Absolutely beautiful, Mokihana! Your heart has so much to give, I’ve always said that, but this is in one of the most beautiful ways to share your heart. Lovely story.
Oh Kikue, mahalo… whenever I think of sharing aloha, I think of you. I love sharing aloha this way, to girls in such desperate circumstances. Aloha and hope…they make a good team.
Moki-chan, you and Nolemana are truly living with aloha. Liz Andrea has not died; she is only living a life that’s out of contact from you. Although you may not know anything more about her in this lifetime, I’m sure the ripples from your aloha will continue to spread through her and her family’s lives and bless them and those around them.
Mahalo, AFK… I love what you wrote that Liz Andrea is living a life out of contact from me.

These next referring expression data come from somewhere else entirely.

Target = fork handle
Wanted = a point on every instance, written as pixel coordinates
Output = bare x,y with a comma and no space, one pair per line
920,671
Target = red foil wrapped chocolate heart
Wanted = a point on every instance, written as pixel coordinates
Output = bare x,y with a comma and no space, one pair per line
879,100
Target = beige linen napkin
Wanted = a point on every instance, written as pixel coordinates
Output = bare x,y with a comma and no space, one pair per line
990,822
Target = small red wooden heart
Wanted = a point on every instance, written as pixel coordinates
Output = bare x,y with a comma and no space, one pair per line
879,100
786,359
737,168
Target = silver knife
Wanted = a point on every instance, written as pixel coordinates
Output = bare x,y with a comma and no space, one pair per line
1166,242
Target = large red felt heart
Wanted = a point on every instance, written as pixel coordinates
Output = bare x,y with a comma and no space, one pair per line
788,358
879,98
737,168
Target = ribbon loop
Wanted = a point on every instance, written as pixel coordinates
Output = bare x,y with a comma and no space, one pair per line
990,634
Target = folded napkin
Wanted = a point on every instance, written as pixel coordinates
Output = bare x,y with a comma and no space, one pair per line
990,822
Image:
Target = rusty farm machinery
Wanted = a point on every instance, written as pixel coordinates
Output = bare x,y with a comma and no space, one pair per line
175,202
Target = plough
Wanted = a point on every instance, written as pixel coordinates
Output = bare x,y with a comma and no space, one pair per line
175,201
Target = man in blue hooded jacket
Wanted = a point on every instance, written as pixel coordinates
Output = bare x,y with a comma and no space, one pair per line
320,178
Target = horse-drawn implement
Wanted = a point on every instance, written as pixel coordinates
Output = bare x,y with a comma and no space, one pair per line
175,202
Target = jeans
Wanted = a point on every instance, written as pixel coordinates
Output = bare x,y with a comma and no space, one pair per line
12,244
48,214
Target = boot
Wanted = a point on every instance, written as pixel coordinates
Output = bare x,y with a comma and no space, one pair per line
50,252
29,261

So true… Ripples of aloha… I like that a lot!!
What a wonderful way to respond to grief – not with bitterness, but by giving abundant blessings to others!
And just so you don’t die of shock should it happen, we surprised our folks with a grandson after 17 years of marriage, when my husband and I were both 40. And my half-sister, who didn’t get married until she was 35, gave them another grandson when she was 37. Sometimes these things take far longer than you might think. 😉
Thanks, Michelle; I so appreciate your thoughts. I love your hopeful thoughts!! Will remember them!